In early January, approximately 500 software engineers gathered in Chicago to test the interoperability of their health IT and diagnostic imaging applications at the 11th annual Integrating the Healthcare Enterprise (IHE) Connectathon. The first Connectathon featured one integration profile that was tested among 47 applications from 23 vendors. The 2010 event saw 104 vendors testing the interoperability of 150 unique systems. Literally tens of thousands of transactions were executed among these software tools.
The Connectathon represents a multi-million dollar investment by industry, given the scope of development required to code to IHE profiles and successfully integrate applications across a healthcare enterprise. Despite the cost, the fruits of their labor will result in significant cost savings to the participants.
In the neutral ground of the Connectathon, the varying interpretations of IHE profiles can be hammered out by software engineers and volunteer monitors, eliminating potential problems before a system or application reaches a user site.

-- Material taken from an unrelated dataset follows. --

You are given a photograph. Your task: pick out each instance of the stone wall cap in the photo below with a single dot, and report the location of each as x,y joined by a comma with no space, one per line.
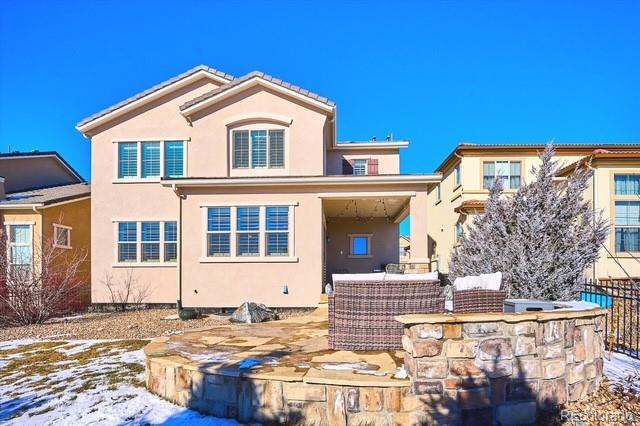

I monitored a group-case test that provides an excellent example of Connectathon achievement. In the scenario, four different sources of patient information were exchanged: A text report; PDF document; a Personal Health Record (PHR); and a document encoded using the HL7 version 3 CDA standard. This scenario required interactions among different vendors to retrieve a global patient identifier, submit the information to a repository, update a registry and then retrieve the information by a data consumer—which was represented by yet another vendor.
The test took us only two hours of walking back and forth among the different vendor's tables where their development staff had setup simulators to run their applications. In a real-world environment, this task would probably have taken days—if not weeks—bringing together vendor staff from locations as disparate as Austria and Taiwan. And, inevitably, many hours would be wasted finger pointing and blame making before a solution could be devised.
Of note was a decided shift among the vendor participants this year. In the early days of the Connectathon, the focus was mainly on PACS interoperability. The start of this decade saw nearly three quarters of the profile testing among implementations of electronic health records (EHRs) and device applications such as EKG and heart monitoring systems.
As a volunteer monitor, I was encouraged by the expertise and enthusiasm among the Connectathon participants. The event effectively demonstrates that there is no reason for the two hospitals in my town of Denton, Texas, to not share lab results, x-rays, and other pertinent information. Once they resolve to do so, along with the rest of healthcare, unnecessary duplicate tests can be avoided and negative interactions between drugs and treatment can be prevented.